The neo-Nazi Blood Tribe group claims to have started a chapter in Ohio. In Arapahoe County, Colo., residents found fliers promoting a white supremacist antisemitic “documentary.” In New Brunswick, N.J., a teenager was arrested after making antisemitic threats against a principal. In Portland, Maine, and San Diego, people distributed Goyim Defense League fliers blaming Jews for 9/11. The group also placed antisemitic materials on car windshields in Iowa outside a Minor League baseball game.

Sept. 12

Masked protesters held up hateful banners, including one that stated “Jews Did 9/11,” in Novato, Calif., on Sept 10. The ADL launched an entertainment institute. Following public outcry, a Philadelphia-area cemetery will cover up a memorial to Ukrainian Nazi collaborators.

Sept. 13

In Miami, the Scheck Hillel Community School evacuated following a bomb threat. Police arrested a Florida man for hanging a swastika flag over an Orlando overpass. (See Sept. 3.) Yaël Braun-Pivet, president of France’s National Assembly (part of the Parliament), filed a complaint after receiving an antisemitic letter. Some 86% of posts reported for “extreme hate speech,” including Holocaust denial and Nazi imagery, remained on X a week later, per a report. Police shut down an Argentinian bookstore selling neo-Nazi and antisemitic titles; displaying Nazi symbols is illegal in the country. Someone carved a swastika into a playground slide in Freeport, Maine; and police in Sandusky, Ohio, arrested a man in connection for distributing antisemitic fliers. In Washington, D.C., someone carved at least four swastikas on a Georgetown University police cruiser. Chassidic Jews reportedly experienced antisemitism from passengers and staff on an ITA Airways flight from Rome to New York.

Sept. 14

A court awarded $430,000 to five Jewish students it found to have endured antisemitic bullying for years at a school in Australia. “Open to everyone except this murderer,” read signs that Israel’s Foreign Ministry placed on cardboard cut-outs of Iranian President Ebrahim Raisi, which it placed at iconic New York City sites. (The depictions of the “Butcher of Tehran” reference sanctions restricting Raisi on his expected upcoming visit to the United Nations.) A 71-year-old woman in Fort Lauderdale, Fla., is pursuing other options after a district attorney opted not to pursue what she is calling an antisemitic attack.

Sept. 15

Two attackers told a young Jewish man in Marseille, in the south of France: “We are going to slaughter you. Get down on your knees, you dirty Jew of a dirty race.
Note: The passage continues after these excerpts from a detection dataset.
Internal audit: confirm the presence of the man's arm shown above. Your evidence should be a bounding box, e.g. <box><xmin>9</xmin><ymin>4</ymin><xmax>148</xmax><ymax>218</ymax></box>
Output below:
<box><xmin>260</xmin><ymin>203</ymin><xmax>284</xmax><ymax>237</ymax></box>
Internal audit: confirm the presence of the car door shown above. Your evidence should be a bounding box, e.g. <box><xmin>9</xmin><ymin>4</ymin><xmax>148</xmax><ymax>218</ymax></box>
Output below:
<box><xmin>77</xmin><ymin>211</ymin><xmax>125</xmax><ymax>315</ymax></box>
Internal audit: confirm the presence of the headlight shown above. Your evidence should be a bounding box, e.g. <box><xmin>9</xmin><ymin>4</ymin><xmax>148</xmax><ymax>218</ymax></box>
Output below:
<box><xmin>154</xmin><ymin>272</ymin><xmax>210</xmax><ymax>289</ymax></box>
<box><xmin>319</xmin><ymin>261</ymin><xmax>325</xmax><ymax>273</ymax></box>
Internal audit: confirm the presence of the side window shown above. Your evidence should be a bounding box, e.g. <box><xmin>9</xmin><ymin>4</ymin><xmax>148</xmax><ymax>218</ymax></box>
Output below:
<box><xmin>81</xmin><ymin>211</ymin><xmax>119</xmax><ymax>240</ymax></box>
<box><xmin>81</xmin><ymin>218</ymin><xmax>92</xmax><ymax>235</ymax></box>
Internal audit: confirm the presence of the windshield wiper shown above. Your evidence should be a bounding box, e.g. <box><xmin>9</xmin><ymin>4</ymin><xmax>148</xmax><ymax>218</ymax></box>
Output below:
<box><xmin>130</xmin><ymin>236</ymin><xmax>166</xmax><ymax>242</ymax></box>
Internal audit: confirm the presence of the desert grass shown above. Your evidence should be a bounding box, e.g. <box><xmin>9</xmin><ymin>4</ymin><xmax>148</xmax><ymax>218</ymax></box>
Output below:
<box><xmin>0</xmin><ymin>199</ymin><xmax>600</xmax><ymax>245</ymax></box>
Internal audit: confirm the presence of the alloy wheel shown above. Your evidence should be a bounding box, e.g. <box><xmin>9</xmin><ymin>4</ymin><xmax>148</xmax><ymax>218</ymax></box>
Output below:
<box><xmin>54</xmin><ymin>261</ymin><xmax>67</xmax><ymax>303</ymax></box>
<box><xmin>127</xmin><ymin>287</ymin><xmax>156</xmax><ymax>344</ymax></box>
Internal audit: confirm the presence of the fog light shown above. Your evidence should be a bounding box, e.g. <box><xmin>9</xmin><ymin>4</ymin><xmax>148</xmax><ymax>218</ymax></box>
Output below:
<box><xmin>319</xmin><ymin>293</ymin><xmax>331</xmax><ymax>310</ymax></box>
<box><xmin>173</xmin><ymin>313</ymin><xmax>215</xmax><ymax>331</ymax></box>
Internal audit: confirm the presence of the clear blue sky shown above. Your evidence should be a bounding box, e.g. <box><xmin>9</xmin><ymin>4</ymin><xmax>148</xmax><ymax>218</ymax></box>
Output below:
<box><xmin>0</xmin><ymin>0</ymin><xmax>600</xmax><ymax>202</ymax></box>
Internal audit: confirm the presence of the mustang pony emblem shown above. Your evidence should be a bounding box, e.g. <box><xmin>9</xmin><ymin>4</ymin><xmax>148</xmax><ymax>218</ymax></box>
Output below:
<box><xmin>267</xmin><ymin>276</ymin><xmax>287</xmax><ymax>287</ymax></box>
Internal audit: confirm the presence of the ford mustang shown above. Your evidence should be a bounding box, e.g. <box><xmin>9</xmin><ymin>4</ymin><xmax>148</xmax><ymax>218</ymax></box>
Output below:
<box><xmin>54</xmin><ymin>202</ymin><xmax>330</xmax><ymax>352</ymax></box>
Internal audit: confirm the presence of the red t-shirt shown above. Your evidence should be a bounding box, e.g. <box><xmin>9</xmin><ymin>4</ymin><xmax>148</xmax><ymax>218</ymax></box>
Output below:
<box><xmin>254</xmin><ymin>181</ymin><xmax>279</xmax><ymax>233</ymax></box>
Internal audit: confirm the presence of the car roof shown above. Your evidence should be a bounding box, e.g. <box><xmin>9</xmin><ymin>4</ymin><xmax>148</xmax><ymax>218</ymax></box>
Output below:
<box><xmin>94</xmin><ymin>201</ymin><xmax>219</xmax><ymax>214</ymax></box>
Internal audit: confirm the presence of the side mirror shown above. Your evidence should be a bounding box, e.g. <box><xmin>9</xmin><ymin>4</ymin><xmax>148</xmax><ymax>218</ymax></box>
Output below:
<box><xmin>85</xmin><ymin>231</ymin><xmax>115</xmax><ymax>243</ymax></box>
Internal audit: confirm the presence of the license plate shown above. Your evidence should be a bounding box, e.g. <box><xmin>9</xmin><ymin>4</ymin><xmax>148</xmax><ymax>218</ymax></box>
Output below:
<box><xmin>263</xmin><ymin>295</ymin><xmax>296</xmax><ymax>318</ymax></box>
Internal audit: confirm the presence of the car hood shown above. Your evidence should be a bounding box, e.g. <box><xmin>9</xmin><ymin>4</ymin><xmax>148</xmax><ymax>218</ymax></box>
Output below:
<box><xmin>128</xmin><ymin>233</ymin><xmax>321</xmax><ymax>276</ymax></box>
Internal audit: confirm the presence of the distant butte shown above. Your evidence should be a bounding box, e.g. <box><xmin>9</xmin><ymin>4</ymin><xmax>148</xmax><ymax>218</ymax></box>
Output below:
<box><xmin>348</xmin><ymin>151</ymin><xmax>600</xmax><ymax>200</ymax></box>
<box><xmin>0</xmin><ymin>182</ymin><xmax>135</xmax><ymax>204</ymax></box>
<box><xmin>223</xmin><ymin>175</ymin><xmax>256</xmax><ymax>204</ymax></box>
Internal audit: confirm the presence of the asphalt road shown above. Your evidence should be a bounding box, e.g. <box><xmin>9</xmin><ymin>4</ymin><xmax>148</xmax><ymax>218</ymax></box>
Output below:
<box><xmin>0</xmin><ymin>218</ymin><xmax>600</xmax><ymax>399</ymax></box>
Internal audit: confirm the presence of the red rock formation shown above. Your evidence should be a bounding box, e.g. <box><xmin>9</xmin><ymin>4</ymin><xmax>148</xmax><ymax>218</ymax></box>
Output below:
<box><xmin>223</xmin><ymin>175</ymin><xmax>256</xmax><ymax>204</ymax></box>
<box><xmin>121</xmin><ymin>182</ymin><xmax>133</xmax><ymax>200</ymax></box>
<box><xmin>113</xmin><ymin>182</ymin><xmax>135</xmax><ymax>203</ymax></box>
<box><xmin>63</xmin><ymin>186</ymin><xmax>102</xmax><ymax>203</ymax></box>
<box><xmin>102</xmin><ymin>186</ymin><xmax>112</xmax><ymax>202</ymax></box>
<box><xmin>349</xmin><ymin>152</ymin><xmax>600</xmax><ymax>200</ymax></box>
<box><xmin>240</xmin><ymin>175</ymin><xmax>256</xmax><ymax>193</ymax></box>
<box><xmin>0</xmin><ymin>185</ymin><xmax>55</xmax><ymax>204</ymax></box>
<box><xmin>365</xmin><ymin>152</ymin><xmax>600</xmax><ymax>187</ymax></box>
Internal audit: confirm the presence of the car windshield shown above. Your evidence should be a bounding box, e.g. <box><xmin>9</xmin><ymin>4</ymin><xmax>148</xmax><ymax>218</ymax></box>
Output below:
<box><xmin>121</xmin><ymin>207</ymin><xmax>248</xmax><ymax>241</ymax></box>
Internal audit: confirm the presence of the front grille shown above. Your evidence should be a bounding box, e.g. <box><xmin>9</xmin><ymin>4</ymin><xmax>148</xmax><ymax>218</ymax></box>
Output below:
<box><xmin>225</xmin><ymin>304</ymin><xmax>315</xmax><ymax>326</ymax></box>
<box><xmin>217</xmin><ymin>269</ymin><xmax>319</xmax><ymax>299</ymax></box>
We are going to kill you.” The director of the Buchenwald and Mittelbau-Dora Memorials Foundation says a mayoral candidate associated with a far-right party in Germany who stated that Holocaust commemorations are a “guilt cult” will be barred from the memorials. “If you have a problem with me or my people, I’m very easy to find,” wrote Natan Levy, an Israeli UFC fighter who lives in the United States, in response to a Swedish fighter who called for Jews to be expelled from Israel and wrote, “Give me the strongest man from Israel, I will break him.” On this day, in 1935, Nazi Germany enacted the Nuremberg Laws, stripping Jewish citizenship.